An intimation under Section 143(1)(a) of the Income Tax Act, 1961 dated 12.02.1992 was issued by the Assessing Officer disallowing 25% of the depreciation, restricting the depreciation to 75%. Additional tax under Section 143(1-A) of the Income Tax Act, 1961 3 amounting to Rs.8,63,64,827/- was demanded. The assessee filed an application under Section 154 of the Income Tax Act, 1961 dated 18.02.1992 praying for rectification of the demand. The assessee also filed a petition under Section 264 of the Income Tax Act, 1961 against the demand of additional tax. In the petition it was stated that even after allowing only 75% of depreciation the income of the assessee remained to be in loss to Rs.3,43,94,90,393/-. The assessee prayed for quashing the demand of additional tax. The application filed under Section 154 of the Income Tax Act, 1961 was rejected by the Assessing Officer on 28.02.1992. The revision petition under Section 264 of the Income Tax Act, 1961 came to be dismissed by the Commissioner of Income Tax by order dated 31.03.1992. The Commissioner of Income Tax rejected the revision petition.

Aggrieved by the order of the Commissioner of Income Tax challenging the demand of additional tax which was reduced to amount of Rs.7,67,68,717/- a writ petition was filed by the assessee in the High Court of Judicature for Rajasthan. Learned Single Judge vide judgment dated 19.01.1993 allowed the writ petition quashing the levy of additional tax under Section 143(1-A)The Revenue aggrieved by the judgment of the learned Single Judge filed a Special Appeal which has been allowed by the Division Bench of the High Court vide its judgment dated 13.11.2007 upholding the demand of additional tax.

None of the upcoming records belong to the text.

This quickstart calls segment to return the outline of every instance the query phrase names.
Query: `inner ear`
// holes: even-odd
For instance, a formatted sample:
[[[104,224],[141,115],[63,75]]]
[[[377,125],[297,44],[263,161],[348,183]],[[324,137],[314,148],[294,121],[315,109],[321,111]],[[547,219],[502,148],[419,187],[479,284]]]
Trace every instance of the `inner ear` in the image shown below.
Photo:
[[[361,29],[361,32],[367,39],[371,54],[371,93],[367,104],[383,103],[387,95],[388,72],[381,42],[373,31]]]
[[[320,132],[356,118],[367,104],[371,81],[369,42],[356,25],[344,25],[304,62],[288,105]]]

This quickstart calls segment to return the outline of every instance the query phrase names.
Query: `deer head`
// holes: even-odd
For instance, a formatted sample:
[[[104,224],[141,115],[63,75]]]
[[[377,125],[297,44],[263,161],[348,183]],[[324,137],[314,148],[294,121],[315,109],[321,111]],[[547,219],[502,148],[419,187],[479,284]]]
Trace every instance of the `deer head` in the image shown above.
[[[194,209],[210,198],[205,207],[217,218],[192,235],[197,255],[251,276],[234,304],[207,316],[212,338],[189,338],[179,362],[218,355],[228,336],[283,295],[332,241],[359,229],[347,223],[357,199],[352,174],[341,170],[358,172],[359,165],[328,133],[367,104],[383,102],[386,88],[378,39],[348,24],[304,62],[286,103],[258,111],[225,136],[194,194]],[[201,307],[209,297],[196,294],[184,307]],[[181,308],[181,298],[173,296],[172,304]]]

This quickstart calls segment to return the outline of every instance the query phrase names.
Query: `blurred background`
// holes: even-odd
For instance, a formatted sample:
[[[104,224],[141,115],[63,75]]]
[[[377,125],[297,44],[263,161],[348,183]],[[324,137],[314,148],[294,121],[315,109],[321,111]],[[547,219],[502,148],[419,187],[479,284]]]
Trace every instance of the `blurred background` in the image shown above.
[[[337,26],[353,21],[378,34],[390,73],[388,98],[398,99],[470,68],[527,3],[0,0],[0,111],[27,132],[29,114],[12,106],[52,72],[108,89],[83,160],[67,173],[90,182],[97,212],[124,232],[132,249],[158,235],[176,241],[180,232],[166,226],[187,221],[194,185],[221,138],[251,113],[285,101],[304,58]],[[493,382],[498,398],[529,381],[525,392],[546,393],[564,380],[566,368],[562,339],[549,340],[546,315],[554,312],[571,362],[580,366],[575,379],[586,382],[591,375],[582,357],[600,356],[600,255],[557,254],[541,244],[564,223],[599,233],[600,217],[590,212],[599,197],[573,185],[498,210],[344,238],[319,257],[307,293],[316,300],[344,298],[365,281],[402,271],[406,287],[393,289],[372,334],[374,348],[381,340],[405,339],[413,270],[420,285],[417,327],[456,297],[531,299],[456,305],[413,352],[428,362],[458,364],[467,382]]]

After hearing contentions of both the learned counsels, a two-judge Bench consisting of Justice Ashok Bhushan and Justice Mohan.M.Shantanagoudar noted that the return was filed by the assessee on 31.12.1991, prior to which date the Taxation Laws (Amendment) Act, 1991 had come into operation. It was due to bonafide mistake and oversight that the assessee claimed 100% depreciation instead of 75%. The 100% depreciation of Rs.333,77,70,317/- was claimed on written down value of assets, 25% depreciation was, thus, disallowed restricting it to 75% and after reducing 25% of the depreciation loss remained to the extent of Rs.(-)3,43,94,90,393/-. Even as per reduction of 25% depreciation the return of loss income of the assessee remained. In claiming 100% depreciation the assessee claims that there was no intention to evade tax and the said claim was only a bonafide mistake.

“In the present case, not even whisper, that claim of 100% depreciation by the assessee, 25% of which was disallowed was with intend to evade tax. We cannot mechanically apply the provisions of Section 143(1-A) in the facts of the present case,” the bench said.

The bench, while concluding, also observed that”….It is true that while interpreting a Tax Legislature the consequences and hardship are not looked into but the purpose and object by which taxing statutes have been enacted cannot be lost sight. This Court while counsels considering the very same provision i.e. 19 Section 143(1-A), its object and purpose and while upholding the provision held that the burden of proving that the assessee has attempted to evade tax is on the Revenue which may be discharged by the Revenue by establishing facts and circumstances from which a reasonable inference can be drawn that the has, in fact, attempted to evade tax lawfully payable by it. This Court in K.P. Varghese v. ITO case upheld the constitutional validity of Section 143(1-A) (as inserted by the Finance Act, 1993) subject to holding that Section 143(1-A) can only be invoked where it is found on facts that the lesser amount stated in the return filed by the assessee is a result of an attempt to evade tax lawfully by the assessee.”